SWIFT launches four additional indices to help forecast GDP growth
Brussels, 11 October 2012 - SWIFT, the financial messaging provider for more than 10,000 banking organisations, securities institutions and corporate customers in 212 countries and territories, has announced the launch of the SWIFT Index UK, Germany, US and EU27. These four additional indices reinforce SWIFT's Business Intelligence portfolio, and will act as leading indicators of national and regional Gross Domestic Product (GDP) growth.
Following the same methodology used for the Global and OECD series of the SWIFT Index, the new indices help forecast GDP growth in the UK, Germany, US and the EU27. Andre Boico, Marketing Director at SWIFT, said: "We are delighted to extend the family of SWIFT indices to cover four major economies. Using the same methodology, in each case we have succeeded in producing forecasts that correlate closely with actual GDP growth. The proven reliability of our forecasts, which are based on actual payments message traffic, confirms that these new indexes will support business decision-making and make a unique contribution to economic modelling."
- Economic indicators are critical to support decision-making by investors, analysts, economists, national banks and policy makers.
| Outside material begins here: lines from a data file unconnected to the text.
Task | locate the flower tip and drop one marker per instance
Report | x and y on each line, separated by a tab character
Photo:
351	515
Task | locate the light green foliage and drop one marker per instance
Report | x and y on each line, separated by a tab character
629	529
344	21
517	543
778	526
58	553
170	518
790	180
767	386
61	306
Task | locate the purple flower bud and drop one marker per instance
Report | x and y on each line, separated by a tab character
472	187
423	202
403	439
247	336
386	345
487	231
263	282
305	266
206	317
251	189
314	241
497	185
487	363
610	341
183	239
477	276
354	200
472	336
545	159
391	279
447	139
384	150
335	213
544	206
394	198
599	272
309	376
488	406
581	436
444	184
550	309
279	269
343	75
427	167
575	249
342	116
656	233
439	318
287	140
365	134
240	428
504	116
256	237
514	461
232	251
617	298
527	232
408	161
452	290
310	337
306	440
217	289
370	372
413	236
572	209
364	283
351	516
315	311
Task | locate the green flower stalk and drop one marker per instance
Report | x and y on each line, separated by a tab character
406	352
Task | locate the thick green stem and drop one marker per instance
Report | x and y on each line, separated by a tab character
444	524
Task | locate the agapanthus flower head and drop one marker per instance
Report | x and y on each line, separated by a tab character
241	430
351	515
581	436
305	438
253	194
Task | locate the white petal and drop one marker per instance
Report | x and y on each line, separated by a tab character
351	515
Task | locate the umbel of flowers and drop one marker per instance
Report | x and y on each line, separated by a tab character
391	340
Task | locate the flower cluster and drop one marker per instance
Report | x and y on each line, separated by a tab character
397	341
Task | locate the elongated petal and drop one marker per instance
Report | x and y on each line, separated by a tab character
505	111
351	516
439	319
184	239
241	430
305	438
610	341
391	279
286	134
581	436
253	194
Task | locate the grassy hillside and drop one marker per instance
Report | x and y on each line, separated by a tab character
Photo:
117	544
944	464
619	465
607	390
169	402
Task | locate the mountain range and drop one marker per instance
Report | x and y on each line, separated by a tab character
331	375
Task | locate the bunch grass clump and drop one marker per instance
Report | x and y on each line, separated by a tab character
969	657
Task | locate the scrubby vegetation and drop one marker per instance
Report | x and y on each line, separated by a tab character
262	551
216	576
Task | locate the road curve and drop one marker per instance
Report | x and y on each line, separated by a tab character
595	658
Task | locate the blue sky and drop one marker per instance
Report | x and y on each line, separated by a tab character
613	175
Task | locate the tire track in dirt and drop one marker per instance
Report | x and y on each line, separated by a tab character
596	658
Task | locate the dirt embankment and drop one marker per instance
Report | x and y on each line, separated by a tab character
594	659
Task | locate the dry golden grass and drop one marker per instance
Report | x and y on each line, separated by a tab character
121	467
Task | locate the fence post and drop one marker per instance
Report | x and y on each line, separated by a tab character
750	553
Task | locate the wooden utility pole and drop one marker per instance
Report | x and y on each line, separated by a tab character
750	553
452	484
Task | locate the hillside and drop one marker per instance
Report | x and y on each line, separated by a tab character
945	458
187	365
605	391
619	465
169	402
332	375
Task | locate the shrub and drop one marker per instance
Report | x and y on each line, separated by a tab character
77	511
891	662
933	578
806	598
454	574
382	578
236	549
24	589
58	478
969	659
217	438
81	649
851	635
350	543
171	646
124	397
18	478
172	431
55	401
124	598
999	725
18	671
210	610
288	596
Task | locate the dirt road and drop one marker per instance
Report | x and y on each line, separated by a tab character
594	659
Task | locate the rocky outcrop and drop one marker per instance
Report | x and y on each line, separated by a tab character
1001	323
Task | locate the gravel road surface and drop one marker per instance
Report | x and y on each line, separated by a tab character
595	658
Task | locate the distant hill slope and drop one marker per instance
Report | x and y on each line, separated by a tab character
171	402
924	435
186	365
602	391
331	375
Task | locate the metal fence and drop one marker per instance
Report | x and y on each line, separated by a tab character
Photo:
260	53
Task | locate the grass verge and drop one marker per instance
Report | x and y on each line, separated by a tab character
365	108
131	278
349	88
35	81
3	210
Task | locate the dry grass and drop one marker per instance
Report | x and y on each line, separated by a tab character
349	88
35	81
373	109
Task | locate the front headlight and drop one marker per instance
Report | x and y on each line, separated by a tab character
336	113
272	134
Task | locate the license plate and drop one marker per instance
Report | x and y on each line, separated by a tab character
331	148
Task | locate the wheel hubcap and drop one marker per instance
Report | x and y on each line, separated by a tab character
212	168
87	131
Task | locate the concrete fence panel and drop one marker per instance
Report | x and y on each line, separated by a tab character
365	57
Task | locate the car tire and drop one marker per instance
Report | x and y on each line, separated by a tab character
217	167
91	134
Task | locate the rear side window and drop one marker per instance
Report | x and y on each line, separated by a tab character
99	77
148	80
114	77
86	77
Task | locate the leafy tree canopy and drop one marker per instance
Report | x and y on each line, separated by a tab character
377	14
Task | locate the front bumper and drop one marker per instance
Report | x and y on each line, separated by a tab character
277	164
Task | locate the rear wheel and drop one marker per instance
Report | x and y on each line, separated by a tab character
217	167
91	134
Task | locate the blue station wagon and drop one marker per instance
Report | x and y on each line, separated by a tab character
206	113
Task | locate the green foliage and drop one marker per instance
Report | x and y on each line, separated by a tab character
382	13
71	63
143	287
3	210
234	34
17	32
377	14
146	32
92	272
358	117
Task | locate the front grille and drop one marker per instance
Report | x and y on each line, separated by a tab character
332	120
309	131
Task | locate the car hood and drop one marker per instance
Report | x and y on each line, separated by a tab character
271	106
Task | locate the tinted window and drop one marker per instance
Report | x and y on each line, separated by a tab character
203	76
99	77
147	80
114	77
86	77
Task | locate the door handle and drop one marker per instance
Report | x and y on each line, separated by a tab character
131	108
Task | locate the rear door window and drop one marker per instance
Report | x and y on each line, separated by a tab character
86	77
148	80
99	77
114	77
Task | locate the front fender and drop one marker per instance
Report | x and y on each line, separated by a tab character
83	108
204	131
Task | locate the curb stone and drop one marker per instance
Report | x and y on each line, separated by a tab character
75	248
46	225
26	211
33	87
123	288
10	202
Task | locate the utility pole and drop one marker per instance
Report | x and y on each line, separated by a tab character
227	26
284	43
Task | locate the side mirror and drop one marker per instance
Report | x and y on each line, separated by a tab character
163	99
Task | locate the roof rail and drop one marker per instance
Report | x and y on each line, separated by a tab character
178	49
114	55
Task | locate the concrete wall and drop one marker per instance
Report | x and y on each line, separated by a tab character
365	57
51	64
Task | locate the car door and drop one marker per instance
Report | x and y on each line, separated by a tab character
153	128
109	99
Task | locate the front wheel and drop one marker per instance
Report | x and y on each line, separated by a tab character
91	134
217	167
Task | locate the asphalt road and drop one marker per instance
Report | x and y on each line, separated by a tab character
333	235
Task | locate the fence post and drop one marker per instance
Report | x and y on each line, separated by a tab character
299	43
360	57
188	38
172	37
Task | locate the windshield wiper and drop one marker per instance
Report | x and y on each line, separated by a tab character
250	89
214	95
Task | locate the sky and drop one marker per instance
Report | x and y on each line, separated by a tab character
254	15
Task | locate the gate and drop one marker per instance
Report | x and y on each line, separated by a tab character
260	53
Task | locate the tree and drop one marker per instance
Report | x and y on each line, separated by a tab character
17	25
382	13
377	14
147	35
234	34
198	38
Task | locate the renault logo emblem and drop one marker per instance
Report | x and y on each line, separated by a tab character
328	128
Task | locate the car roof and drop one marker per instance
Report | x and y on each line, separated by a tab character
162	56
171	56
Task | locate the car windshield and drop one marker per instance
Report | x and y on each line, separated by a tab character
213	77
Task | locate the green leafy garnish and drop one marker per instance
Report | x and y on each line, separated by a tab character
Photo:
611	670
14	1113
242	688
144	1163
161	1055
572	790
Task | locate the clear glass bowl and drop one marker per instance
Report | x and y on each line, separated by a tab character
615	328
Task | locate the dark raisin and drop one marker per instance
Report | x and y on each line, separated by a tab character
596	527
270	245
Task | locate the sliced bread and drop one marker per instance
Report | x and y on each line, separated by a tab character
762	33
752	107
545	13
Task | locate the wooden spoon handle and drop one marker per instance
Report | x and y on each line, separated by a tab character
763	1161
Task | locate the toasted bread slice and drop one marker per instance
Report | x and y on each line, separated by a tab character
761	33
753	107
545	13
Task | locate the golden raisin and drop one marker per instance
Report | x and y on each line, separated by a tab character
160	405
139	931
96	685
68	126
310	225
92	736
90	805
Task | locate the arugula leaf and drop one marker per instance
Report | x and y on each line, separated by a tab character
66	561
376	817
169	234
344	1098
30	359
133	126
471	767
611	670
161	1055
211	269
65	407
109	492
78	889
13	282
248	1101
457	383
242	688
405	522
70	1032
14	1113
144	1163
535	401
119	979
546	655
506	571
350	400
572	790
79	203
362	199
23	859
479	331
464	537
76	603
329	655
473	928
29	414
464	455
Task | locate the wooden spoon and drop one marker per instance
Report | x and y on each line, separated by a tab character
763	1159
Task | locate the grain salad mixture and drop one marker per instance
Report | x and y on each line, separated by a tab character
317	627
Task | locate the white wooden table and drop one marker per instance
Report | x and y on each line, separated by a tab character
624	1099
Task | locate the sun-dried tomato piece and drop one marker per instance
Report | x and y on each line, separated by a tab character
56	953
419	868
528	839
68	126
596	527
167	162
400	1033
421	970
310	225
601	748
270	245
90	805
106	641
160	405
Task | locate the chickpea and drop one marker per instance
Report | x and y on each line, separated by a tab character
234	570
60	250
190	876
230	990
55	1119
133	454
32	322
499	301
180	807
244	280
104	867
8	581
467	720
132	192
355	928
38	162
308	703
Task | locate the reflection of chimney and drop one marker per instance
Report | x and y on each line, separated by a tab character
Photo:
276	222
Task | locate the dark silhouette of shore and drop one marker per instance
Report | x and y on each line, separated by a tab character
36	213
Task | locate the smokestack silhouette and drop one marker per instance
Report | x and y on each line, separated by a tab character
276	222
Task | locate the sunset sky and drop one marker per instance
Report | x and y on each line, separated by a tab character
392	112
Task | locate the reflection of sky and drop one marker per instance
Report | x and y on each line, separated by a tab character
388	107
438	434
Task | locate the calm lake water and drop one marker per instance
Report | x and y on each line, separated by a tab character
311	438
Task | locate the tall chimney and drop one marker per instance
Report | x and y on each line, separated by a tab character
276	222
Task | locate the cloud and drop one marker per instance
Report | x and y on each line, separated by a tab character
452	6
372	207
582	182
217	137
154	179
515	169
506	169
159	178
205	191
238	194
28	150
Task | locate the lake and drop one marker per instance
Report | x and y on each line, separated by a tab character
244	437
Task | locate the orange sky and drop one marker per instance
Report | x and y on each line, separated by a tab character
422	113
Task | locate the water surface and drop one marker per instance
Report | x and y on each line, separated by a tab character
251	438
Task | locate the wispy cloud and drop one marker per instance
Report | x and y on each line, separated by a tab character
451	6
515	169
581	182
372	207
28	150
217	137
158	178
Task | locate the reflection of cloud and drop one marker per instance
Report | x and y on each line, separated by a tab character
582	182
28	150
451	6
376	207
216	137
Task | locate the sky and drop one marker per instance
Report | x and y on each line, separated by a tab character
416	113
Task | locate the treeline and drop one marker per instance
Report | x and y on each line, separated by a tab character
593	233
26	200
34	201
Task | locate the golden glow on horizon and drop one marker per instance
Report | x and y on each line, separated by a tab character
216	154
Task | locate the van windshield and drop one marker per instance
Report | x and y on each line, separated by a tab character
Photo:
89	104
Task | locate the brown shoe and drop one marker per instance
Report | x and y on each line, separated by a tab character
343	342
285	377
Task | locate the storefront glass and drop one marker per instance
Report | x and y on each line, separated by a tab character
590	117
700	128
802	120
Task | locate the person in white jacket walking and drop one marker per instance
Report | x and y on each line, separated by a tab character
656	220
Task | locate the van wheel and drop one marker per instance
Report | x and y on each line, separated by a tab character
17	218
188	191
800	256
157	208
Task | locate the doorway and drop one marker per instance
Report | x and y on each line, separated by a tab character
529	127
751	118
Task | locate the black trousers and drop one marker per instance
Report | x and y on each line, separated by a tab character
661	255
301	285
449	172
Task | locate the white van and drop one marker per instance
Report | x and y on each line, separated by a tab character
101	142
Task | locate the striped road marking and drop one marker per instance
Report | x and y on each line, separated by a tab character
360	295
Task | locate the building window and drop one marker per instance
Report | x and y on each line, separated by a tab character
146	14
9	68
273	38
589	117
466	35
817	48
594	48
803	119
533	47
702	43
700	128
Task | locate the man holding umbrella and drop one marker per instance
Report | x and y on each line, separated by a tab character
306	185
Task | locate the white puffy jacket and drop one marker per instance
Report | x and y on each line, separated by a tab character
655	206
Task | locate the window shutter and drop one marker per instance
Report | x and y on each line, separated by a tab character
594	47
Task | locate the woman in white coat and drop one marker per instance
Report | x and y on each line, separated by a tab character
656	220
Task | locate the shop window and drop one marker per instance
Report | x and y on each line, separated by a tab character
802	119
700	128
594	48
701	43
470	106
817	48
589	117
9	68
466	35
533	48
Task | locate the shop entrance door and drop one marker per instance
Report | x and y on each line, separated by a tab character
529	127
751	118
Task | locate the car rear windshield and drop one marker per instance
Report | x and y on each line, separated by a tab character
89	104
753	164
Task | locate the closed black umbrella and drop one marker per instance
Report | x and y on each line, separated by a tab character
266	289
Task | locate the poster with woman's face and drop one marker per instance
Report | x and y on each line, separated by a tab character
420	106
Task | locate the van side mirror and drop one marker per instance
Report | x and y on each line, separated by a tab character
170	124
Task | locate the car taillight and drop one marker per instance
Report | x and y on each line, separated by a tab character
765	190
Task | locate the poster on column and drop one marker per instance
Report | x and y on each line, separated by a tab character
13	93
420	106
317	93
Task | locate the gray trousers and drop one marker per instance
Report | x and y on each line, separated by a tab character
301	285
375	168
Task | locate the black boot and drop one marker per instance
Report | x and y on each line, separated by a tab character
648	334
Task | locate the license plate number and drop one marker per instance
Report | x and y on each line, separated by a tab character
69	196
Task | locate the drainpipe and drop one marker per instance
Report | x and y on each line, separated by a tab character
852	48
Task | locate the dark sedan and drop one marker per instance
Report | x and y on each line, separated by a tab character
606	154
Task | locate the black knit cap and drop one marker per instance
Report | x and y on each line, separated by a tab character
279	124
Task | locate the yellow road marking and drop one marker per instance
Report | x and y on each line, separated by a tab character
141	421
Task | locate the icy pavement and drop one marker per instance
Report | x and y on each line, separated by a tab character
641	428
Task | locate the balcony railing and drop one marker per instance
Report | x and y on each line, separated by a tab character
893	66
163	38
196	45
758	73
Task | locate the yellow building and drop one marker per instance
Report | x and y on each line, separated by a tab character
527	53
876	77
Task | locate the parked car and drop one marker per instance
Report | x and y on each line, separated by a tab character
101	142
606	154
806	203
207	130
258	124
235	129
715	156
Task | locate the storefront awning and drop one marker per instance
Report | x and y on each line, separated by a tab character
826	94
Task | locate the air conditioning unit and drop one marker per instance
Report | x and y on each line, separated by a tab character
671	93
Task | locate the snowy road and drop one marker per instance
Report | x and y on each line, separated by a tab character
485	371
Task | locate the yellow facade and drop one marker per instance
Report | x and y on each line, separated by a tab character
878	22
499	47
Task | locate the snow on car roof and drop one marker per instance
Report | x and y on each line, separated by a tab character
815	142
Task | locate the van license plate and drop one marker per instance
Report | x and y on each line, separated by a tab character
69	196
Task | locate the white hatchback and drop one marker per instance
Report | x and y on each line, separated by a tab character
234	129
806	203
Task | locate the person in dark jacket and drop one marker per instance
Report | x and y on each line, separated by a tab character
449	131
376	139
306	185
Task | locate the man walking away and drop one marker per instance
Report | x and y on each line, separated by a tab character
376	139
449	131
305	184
Economic growth indicators are among the most important of these.
- The growing complexity of the interconnected, global economy requires reliable predictive indicators of economic growth. But their value depends on a combination of factors: early availability, a robust and transparent methodology, relevant underlying data and wide geographical coverage. Most of the existing indicators do not match one or more of these criteria.
- The ubiquity of SWIFT traffic makes it a mirror of economic activity. Refined to exclude exogenous events and modelled into an index, this factual data becomes a reliable barometer of GDP growth.
- SWIFT has developed a methodology for modelling and anticipating GDP growth at global, regional and in some cases national levels. This methodology has been validated by academic experts from the Center for Operations Research and Econometrics (CORE - Université Catholique de Louvain, Belgium).
- Since SWIFT began to publish monthly forecasts in March 2012, the SWIFT Index has successfully predicted OECD GDP growth with a limited deviation.
- The four new SWIFT indices will be available in Q1 2013.
- SWIFT will be presenting the new indices on Tuesday October 30 2012, at 10 am, at its annual Sibos event, which this year is being hosted in Osaka, Japan.
SWIFT is a member-owned cooperative that provides the communications platform, products and services to connect more than 10,000 banking organisations, securities institutions and corporate customers in 212 countries and territories. SWIFT enables its users to exchange automated, standardised financial information securely and reliably, thereby lowering costs, reducing operational risk and eliminating operational inefficiencies. SWIFT also brings the financial community together to work collaboratively to shape market practice, define standards and debate issues of mutual interest.